EDIT
The previous versions of this answer contained an error. I have now corrected the error and have verified its veracity.
Let's look at your last integral, which may be evaluated using a simple Bromwich contour and the residue theorem. Really, for $t \gt 0$,
$$\int_{c-i \infty}^{c+i \infty} du \, e^{u t} \Gamma(u)^2 = i 2 \pi \sum_{n=0}^{\infty} \operatorname*{Res}_{z=-n} e^{z t} \Gamma(z)^2 $$
Now we know that $\Gamma$ has the form, near $z=-n$ of
$$\Gamma(z) = \frac{a_{-1}}{z+n} + a_0 + O(z+n)$$
where $a_{-1} = (-1)^n/n!$ and
$$a_0 = \frac{(-1)^n}{n!} \left ( \sum_{k=1}^n \frac1{k} - \gamma \right ) = \frac{(-1)^n}{n!} \left ( H_n - \gamma \right ) $$
This result may be derived from the relation
$$\Gamma(-n+\epsilon) \Gamma(n+1-\epsilon) = (-1)^{n} \frac{\pi}{\sin{\pi \epsilon}} $$
which means that
$$\Gamma(-n+\epsilon) = \frac{(-1)^n}{n!} \frac1{\epsilon} + \frac{(-1)^n}{n!} \left ( H_n - \gamma \right ) + O(\epsilon)$$
Thus,
$$\operatorname*{Res}_{z=-n} \left [ e^{t z} \Gamma(z)^2 \right ] = a_{-1}^2 t + 2 a_{-1} a_0 = 2 \frac{H_n-\gamma+t/2}{n!^2}$$
Now, the integral we seek is
$$\int_{c-i \infty}^{c+i \infty} du \, e^{u t} \Gamma(u)^2 = i 2 \pi \sum_{n=0}^{\infty} \frac{2 (H_n-\gamma) + t}{n!^2} e^{-n t} $$
Now,
$$\sum_{n=0}^{\infty} \frac{z^n}{n!^2} = I_0 \left ( 2 \sqrt{z} \right ) $$
$$\sum_{n=0}^{\infty} H_n \frac{z^n}{n!^2} =K_0 \left ( 2 \sqrt{z} \right ) + \left ( \frac12 \log{z} + \gamma \right ) I_0 \left ( 2 \sqrt{z} \right )$$
where $I_0$ and $K_0$ are modified Bessel functions of the first and second kind, respectively, of zeroth order. These sums result from the respective expansions of $I_0$ and $K_0$ for small argument.

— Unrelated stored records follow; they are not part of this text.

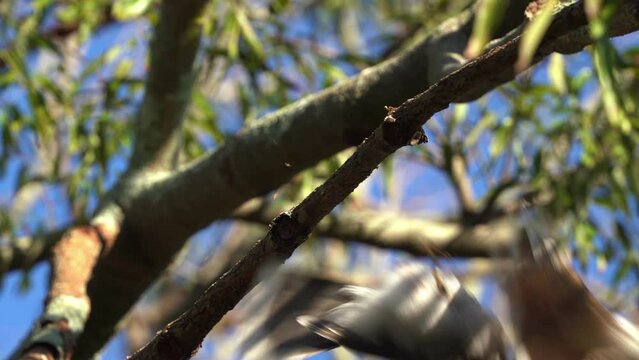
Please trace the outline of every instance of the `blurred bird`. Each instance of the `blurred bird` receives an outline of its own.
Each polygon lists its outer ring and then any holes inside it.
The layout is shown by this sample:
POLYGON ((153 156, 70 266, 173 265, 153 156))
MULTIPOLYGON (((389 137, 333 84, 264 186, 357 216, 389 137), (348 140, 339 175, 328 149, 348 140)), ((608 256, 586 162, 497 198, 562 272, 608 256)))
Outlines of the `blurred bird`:
POLYGON ((343 346, 391 359, 639 360, 637 328, 597 301, 555 240, 529 232, 519 244, 514 261, 494 274, 515 343, 453 274, 413 264, 366 286, 299 273, 279 287, 263 284, 272 310, 241 348, 250 353, 258 339, 270 345, 241 358, 299 358, 343 346))
POLYGON ((312 278, 300 286, 300 274, 285 277, 282 301, 245 338, 241 358, 301 357, 344 346, 392 359, 505 359, 501 325, 453 274, 413 264, 372 287, 312 278), (303 311, 313 315, 297 316, 303 311), (292 317, 303 327, 291 326, 292 317), (260 335, 270 345, 256 346, 260 335))
POLYGON ((639 359, 639 331, 597 301, 555 240, 532 238, 504 282, 530 359, 639 359))

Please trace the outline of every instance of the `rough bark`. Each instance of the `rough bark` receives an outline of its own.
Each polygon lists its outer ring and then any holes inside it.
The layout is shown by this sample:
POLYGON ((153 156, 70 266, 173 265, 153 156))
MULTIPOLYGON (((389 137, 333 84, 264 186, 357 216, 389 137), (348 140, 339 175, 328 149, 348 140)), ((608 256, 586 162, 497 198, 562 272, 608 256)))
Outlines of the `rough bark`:
MULTIPOLYGON (((288 207, 252 200, 234 213, 236 219, 269 224, 288 207)), ((390 211, 341 209, 320 221, 319 236, 355 241, 415 256, 500 257, 508 256, 521 226, 513 216, 486 219, 464 225, 460 221, 424 219, 390 211)))

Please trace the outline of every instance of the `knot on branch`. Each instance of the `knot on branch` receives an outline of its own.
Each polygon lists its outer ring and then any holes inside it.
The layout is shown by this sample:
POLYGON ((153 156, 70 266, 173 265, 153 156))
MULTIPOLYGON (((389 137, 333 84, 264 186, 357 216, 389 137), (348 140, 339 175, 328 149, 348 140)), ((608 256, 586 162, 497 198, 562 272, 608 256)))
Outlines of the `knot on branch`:
POLYGON ((396 147, 405 145, 419 145, 428 142, 428 138, 420 126, 415 126, 414 122, 400 121, 399 114, 395 114, 392 106, 386 106, 388 113, 382 123, 384 140, 396 147))
POLYGON ((308 226, 300 223, 287 212, 279 214, 271 223, 271 238, 275 244, 275 250, 286 256, 293 253, 309 232, 308 226))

Subbing $z=e^{-t}$, we finally arrive at the value of the integral:
$$\int_{c-i \infty}^{c+i \infty} du \, e^{u t} \Gamma(u)^2 = i 2 \pi
\cdot 2 K_0 \left ( 2 e^{-t/2} \right ) $$
This is a two-sided transform, or a Mellin transform. (This was the original formulation of the problem.) The below derivation illustrates why.
ADDENDUM
I assumed that the first equation above is valid, but did not demonstrate how this is so. To see this, we must show that
$$R \int_{\pi/2}^{3 \pi/2} d\theta \, \left | \Gamma \left (R e^{i \theta} \right )^2 \right | e^{R t \cos{\theta}} $$
vanishes as $R \to \infty$.
Use Stirling's approximation:
$$\left |\Gamma \left (R e^{i \theta} \right )^2 \right | \sim \frac{2 \pi}{R} e^{2 R \log{R} \cos{\theta} -2 R \theta \sin{\theta}} e^{-2 R \cos{\theta}} $$
The term $R \log{R} \cos{\theta}$ dominates the other terms in the exponential, so that the behavior of this term is
$$\left |\Gamma \left (R e^{i \theta} \right )^2 \right | \sim \frac{2 \pi}{R} e^{2 R \log{R} \cos{\theta}} $$
Thus,
$$R \int_{\pi/2}^{3 \pi/2} d\theta \, \left | \Gamma \left (R e^{i \theta} \right ) \right |^2 e^{R t \cos{\theta}} \sim \frac{\pi^2}{R \log{R}} \quad (R \to \infty)$$
which indeed vanishes in the desired limit.
Note that the above criterion is independent of $t$. Thus, the transform is two-sided and not causal as was previously stated.